Key points re: comparing logit and probit

Here I will describe some major points regarding the relationship between logit and probit.

Big picture: If you are looking to stay out of the weeds and want a bottom line recommendation, mine is to be familiar with probit but have your default be logit.

Key points:

  1. When there are logit and probit “versions” of a model, the logit coefficients will always be larger in magnitude than the probit coefficients, by a factor of 1.5 to 2.

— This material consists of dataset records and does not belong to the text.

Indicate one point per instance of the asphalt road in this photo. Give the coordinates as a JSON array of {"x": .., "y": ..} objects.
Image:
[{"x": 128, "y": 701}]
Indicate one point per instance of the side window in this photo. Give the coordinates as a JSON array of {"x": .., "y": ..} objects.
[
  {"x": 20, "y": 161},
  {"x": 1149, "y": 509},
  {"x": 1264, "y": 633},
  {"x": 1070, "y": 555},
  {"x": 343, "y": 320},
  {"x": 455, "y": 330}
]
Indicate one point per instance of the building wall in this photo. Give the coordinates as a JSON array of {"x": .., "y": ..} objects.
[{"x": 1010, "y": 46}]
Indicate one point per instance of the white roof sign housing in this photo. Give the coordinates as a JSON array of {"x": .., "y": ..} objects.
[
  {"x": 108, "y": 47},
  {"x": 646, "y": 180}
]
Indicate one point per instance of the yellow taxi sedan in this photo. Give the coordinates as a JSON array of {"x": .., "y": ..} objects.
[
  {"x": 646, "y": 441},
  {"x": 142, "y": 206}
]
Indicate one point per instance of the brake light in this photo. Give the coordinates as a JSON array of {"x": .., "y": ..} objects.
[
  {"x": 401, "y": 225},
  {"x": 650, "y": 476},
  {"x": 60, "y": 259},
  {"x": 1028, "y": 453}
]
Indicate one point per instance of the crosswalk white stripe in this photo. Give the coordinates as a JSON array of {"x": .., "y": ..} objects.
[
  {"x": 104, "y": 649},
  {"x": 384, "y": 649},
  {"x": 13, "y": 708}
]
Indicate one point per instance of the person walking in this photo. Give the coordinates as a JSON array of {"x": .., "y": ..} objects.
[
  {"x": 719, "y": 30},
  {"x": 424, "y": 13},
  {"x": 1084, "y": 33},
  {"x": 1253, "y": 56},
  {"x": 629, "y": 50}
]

    • The magnitude difference in coefficients is a matter of “scaling” between the two models, without any substantive implications.
    • Accordingly, you never want to draw a substantive conclusion by comparing logit and probit coefficients directly.
    • Despite the logit and probit coefficients being different in magnitude, logit and probit predictions will be highly correlated (often r > .99)
  2. When there are logit and probit “versions” of a model, you will probably not have much of a theoretical reason to prefer one to the other.

    • When you have an interaction term, I would confirm that you get the same conclusion using logit and probit if you are going to draw a substantive conclusion about the interaction.
      • Other than this, I don’t think it is more broadly useful to check whether you get the same results from one model that you do with the other.
    • If you do fit both and get some sort of difference that makes one model easier to publish than the other, like a result that is statistically significant with one model but not the other, it would be dishonest to report the results from the model with the “better” result on that basis.
  3. Logit and probit models are sufficiently close to one another that one doesn’t need to worry about which one fits the data better.

    • Empirically, the question of whether the logit or probit version of the same model fit the data better is easy to evaluate: which model has the better likelihood?
      • But: the difference usually isn’t big enough to have confidence that one model fits the other better in the population.
    • With moderate sized samples and models that do not fit the data especially well – e.g., the usual case when analyzing survey data with several thousand or fewer respondents – one is unlikely to have a clear empirical rationale for picking one model over the other.
    • With very large samples – as in Big Data of one sort of another – it is possible that one can test whether a logit or probit fits better with a clear conclusion.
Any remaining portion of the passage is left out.